Kaffeetrinker sind versichert, Schläger nicht

Kaum ein Bereich der Versicherungsrechtsprechung ist so spannend wie die der gesetzlichen Unfallversicherung. Über welchen Hergang, über welche Ursache wird wohl als nächstes diskutiert?

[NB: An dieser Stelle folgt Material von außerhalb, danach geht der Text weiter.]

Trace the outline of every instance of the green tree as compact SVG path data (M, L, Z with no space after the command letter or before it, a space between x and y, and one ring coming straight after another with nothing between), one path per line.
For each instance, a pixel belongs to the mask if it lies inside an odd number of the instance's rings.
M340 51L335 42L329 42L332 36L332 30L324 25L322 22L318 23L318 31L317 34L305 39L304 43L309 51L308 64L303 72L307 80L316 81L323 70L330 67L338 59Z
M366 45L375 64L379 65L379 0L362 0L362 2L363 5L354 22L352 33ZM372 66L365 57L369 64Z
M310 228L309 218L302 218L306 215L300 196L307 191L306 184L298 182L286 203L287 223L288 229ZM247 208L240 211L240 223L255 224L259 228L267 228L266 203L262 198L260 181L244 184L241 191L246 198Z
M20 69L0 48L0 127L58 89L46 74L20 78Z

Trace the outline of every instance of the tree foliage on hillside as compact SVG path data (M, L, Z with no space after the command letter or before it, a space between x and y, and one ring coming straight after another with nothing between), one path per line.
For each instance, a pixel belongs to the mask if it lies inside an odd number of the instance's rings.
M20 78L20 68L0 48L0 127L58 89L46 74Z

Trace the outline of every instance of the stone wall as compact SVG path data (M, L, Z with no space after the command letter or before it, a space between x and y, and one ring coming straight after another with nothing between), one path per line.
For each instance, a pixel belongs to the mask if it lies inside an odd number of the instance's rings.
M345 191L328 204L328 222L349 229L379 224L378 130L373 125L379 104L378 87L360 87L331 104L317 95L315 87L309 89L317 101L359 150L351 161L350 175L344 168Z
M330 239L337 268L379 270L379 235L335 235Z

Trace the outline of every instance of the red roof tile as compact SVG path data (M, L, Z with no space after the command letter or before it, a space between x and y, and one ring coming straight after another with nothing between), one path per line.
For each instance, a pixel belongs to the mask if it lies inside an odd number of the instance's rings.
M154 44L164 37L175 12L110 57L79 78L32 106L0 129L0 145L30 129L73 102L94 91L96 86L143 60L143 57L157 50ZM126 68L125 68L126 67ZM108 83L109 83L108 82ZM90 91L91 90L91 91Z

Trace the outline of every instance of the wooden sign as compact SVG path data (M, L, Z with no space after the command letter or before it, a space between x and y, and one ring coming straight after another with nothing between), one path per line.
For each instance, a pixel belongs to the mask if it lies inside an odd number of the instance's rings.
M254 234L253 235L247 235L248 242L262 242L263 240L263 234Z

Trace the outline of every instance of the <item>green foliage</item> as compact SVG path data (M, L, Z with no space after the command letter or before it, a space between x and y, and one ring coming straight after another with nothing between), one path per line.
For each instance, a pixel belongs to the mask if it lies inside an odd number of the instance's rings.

Diesmal lauteten die Fragen, ob die Versorgung mit Kaffee zu notwendigen Verrichtungen und damit zur betrieblichen Tätigkeit gehört und ob eine Schlägerei auf dem Arbeitsweg private oder berufliche Gründe hat.

Die Intention entscheidet

Sich während der Arbeits­zeit einen Kaffee an einem Kaf­fee­au­to­maten zu holen, könnte man als privat veranlasst und damit nicht durch die Berufsgenossenschaft versichert werten. Das Verlassen des Arbeitsplatzes und das betreten der Kanine oder des Sozialraums würde demnach eine Pause bedeuten, die nicht im Interesse des Arbeitgebers liegt. So argumentierte die BG und lehnte Leistungen für eine Arbeitnehmerin ab, die auf frisch geputztem Boden ausgerutscht war und sich den 3. Lendenwirbel gebrochen hatte.

Das Verwaltungsgericht hatte sich dieser Auffassung noch angeschlossen, während das Hes­si­sche Landessozialgericht die Unfallversicherung zur Leistung verurteilte. Erfor­der­lich für die Anerkennung als Arbeitsunfall sei, so begründete das Gericht sein Urteil, dass die Ver­rich­tung des Ver­si­cherten zum Zeit­punkt des Unfalls den Tat­be­stand einer betrieb­li­chen Tätig­keit erfülle. Es müsse also ein innerer sach­li­cher Zusam­men­hang zwi­schen dem Unfall­er­eignis und der ver­si­cherten Tätig­keit bestehen.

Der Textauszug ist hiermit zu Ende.